Red mountain majesties

This is Red Fuji (Southern Wind, Clear Sky) by Hokusai.

It is the second print--and the second-most-famous print--in his renowned series Thirty-Six Views of Mount Fuji; in both cases, The Great Wave off Kanagawa comes first.

I bought a poster of this image last year and hung it in my living room at college. "I come from the mountains," I explained to my housemates, "and I miss them when I'm on the East Coast."

Perhaps it is an exaggeration to say that I "come from the mountains," since Portland is not particularly high in elevation, but still, on a sunny day you can at least see a couple of genuine glacier-capped peaks, which is more than can be said for New York State.

People like me love making fun of Easterners who think that the Catskills (tallest peak: just over 4000 feet) are "real" mountains. But when I went to France, and gave my host family a calendar featuring Oregon photographs, and worked out the height of Mount Hood in meters just so I could tell them accurately (11250 feet/3429 meters), they gave me a look as though I wasn't describing a "real" mountain at all. "Oh! It's like the Pyrenees!" they said, smug in the knowledge that Mont Blanc, the highest of the Alps, lies within their borders.

No one would ever say that Mount Fuji isn't a "real" mountain though, and it's not that much taller than Mount Hood (12388 feet/3776 m). You could think of Hood as Fuji's kid sister--the smaller, rougher version. Fuji is the most-climbed mountain in the world and Hood is the second-most-climbed; Fuji has an exceptionally symmetrical cone while Hood has a few lumps on it; both are located pretty close to big urban areas, closer than is usual for such tall mountains, though of course the population of the Portland area can't compete with that of Tokyo!

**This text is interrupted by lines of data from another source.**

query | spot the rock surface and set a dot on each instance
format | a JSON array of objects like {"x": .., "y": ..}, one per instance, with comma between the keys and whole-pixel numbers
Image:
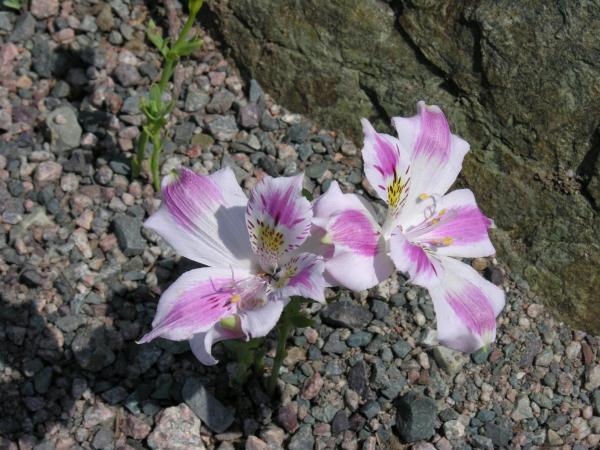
[{"x": 518, "y": 80}]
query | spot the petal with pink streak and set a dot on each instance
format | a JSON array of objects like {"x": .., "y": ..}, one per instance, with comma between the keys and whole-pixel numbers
[
  {"x": 201, "y": 343},
  {"x": 355, "y": 255},
  {"x": 302, "y": 275},
  {"x": 203, "y": 218},
  {"x": 195, "y": 302},
  {"x": 278, "y": 218},
  {"x": 437, "y": 155},
  {"x": 457, "y": 228},
  {"x": 386, "y": 165},
  {"x": 410, "y": 258},
  {"x": 466, "y": 307}
]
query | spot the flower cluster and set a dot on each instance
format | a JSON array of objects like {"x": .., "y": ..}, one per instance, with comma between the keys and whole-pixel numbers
[{"x": 262, "y": 250}]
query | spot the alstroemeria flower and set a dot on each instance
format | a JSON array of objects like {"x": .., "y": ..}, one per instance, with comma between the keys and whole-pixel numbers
[
  {"x": 424, "y": 229},
  {"x": 249, "y": 246}
]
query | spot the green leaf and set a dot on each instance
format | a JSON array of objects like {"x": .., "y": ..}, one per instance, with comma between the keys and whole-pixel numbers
[
  {"x": 194, "y": 6},
  {"x": 186, "y": 48},
  {"x": 307, "y": 194}
]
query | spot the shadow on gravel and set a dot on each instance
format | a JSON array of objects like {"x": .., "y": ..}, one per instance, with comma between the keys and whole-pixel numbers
[{"x": 77, "y": 371}]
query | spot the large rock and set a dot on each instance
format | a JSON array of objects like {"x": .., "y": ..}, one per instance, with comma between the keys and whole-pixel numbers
[{"x": 519, "y": 80}]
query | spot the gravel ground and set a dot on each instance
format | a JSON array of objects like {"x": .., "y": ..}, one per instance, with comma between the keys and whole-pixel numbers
[{"x": 80, "y": 278}]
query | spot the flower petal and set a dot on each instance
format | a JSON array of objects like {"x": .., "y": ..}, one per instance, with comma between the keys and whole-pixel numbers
[
  {"x": 458, "y": 228},
  {"x": 437, "y": 154},
  {"x": 466, "y": 307},
  {"x": 258, "y": 322},
  {"x": 202, "y": 218},
  {"x": 302, "y": 275},
  {"x": 201, "y": 343},
  {"x": 411, "y": 258},
  {"x": 278, "y": 218},
  {"x": 386, "y": 165},
  {"x": 355, "y": 255},
  {"x": 195, "y": 302}
]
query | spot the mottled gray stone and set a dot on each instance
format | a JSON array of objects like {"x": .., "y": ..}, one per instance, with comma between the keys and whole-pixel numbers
[
  {"x": 65, "y": 131},
  {"x": 127, "y": 231},
  {"x": 415, "y": 419},
  {"x": 206, "y": 406},
  {"x": 516, "y": 79}
]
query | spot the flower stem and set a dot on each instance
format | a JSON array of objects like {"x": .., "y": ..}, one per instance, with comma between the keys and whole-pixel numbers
[
  {"x": 155, "y": 124},
  {"x": 284, "y": 331}
]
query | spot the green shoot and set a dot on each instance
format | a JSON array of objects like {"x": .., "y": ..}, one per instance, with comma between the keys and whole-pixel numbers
[
  {"x": 13, "y": 4},
  {"x": 156, "y": 110}
]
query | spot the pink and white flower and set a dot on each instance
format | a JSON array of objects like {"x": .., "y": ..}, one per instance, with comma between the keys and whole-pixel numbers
[
  {"x": 424, "y": 230},
  {"x": 251, "y": 248}
]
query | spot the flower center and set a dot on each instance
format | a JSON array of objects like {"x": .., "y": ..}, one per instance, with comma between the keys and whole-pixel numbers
[
  {"x": 270, "y": 239},
  {"x": 396, "y": 192}
]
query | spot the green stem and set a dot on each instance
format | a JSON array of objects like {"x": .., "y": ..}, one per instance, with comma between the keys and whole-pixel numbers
[
  {"x": 165, "y": 77},
  {"x": 284, "y": 331},
  {"x": 170, "y": 62}
]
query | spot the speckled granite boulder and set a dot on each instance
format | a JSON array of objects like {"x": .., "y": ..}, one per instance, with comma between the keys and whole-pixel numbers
[{"x": 519, "y": 80}]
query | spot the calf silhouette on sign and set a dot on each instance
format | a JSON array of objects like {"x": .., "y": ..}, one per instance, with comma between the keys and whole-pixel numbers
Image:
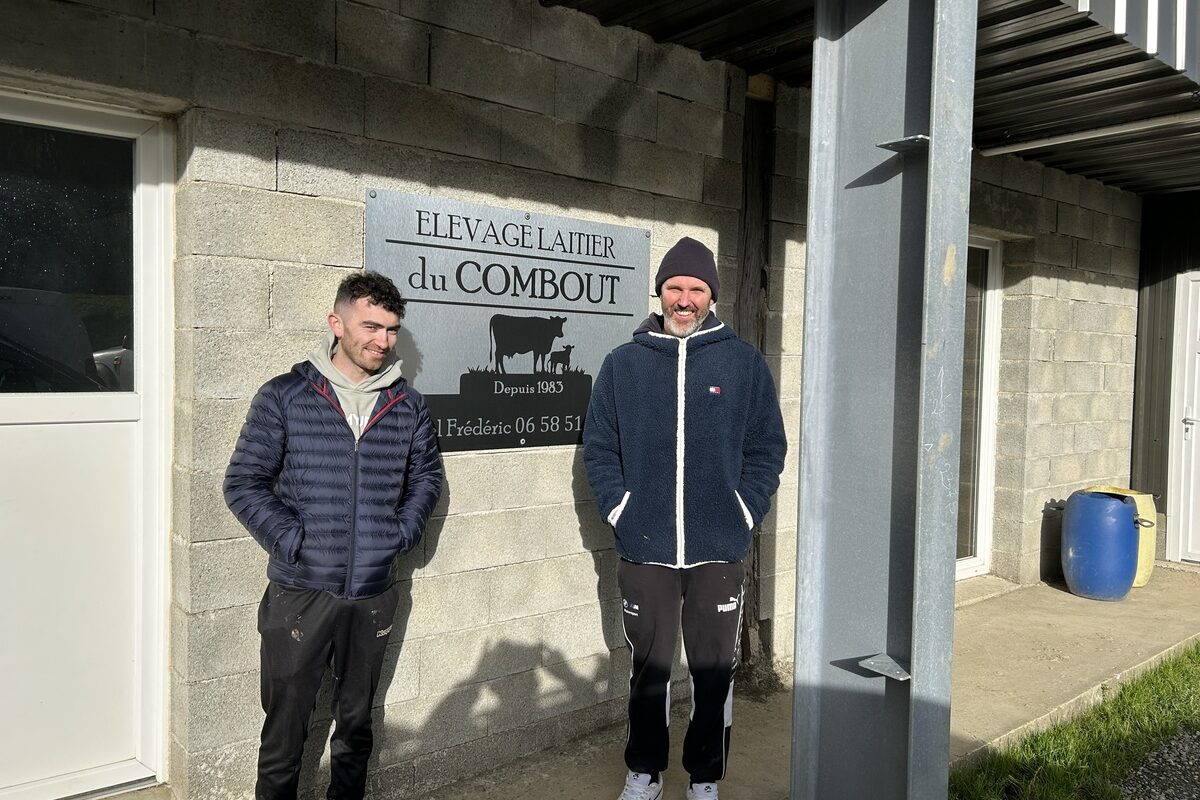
[{"x": 562, "y": 359}]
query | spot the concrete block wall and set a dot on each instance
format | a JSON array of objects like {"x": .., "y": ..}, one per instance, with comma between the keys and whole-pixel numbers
[
  {"x": 508, "y": 637},
  {"x": 1067, "y": 348},
  {"x": 784, "y": 334}
]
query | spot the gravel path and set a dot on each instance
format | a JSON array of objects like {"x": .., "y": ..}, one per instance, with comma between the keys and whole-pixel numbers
[{"x": 1170, "y": 773}]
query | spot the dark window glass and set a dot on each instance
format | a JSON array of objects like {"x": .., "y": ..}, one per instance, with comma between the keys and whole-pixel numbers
[{"x": 66, "y": 260}]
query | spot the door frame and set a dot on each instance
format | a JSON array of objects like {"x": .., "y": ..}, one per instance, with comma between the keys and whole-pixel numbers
[
  {"x": 150, "y": 403},
  {"x": 989, "y": 385},
  {"x": 1177, "y": 527}
]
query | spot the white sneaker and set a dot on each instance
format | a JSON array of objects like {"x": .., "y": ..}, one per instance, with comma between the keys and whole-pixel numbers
[{"x": 639, "y": 787}]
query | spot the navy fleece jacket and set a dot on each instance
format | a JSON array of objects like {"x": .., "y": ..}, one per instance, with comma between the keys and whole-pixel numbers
[{"x": 683, "y": 444}]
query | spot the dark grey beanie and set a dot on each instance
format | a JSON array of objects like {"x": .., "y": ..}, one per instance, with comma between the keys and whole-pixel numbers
[{"x": 690, "y": 258}]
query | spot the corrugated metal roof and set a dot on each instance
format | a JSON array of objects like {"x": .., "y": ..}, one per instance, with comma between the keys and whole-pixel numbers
[{"x": 1045, "y": 73}]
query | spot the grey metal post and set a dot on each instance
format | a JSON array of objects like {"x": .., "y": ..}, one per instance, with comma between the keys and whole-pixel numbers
[{"x": 889, "y": 187}]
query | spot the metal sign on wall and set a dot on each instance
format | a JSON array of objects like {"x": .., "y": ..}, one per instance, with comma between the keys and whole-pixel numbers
[{"x": 510, "y": 314}]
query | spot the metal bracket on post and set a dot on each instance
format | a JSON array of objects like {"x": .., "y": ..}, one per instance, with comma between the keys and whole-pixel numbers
[
  {"x": 916, "y": 143},
  {"x": 881, "y": 397},
  {"x": 886, "y": 666}
]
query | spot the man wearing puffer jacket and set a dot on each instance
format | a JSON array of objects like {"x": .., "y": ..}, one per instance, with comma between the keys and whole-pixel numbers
[
  {"x": 335, "y": 474},
  {"x": 683, "y": 446}
]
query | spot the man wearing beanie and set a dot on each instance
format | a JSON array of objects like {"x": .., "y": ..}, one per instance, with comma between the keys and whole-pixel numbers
[{"x": 683, "y": 446}]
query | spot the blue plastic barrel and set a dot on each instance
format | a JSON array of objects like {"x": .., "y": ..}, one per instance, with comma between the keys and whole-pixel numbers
[{"x": 1099, "y": 545}]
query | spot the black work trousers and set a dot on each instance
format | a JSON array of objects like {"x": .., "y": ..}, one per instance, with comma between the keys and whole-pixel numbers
[
  {"x": 304, "y": 631},
  {"x": 708, "y": 599}
]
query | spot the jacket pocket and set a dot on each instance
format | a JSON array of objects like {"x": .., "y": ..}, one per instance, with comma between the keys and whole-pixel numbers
[
  {"x": 615, "y": 515},
  {"x": 745, "y": 510}
]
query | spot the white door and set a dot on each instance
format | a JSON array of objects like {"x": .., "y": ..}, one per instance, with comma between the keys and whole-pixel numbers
[
  {"x": 981, "y": 376},
  {"x": 1183, "y": 498},
  {"x": 84, "y": 337}
]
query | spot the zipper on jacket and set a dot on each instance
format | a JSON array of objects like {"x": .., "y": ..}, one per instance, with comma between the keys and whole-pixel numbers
[
  {"x": 354, "y": 521},
  {"x": 681, "y": 379}
]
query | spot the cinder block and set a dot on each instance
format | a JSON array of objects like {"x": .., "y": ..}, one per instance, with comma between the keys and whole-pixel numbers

My friend Lexi, who I lived with last year, didn't like my putting up the Red Fuji poster. She said it frightened her. (She's not from the mountains--grew up in New Jersey and Texas.) Somehow, that made me stubborn--since I had to defend my poster, I ended up liking it more. I bought a diary with this same image on the cover and have been using it for the last few months:


and today, while once again browsing at the used bookstore, I found this--36 Views of Mount Fuji by Cathy Davidson, a memoir of time she spent living in Japan:


The reason I bought this wasn't just because of the Hokusai print. (You know what they say about books, and covers...) No, I picked it up because I am planning a vacation to Japan in a couple of months--to visit Lexi, who is teaching English there.

And yes, she's gotten used to the mountains by now.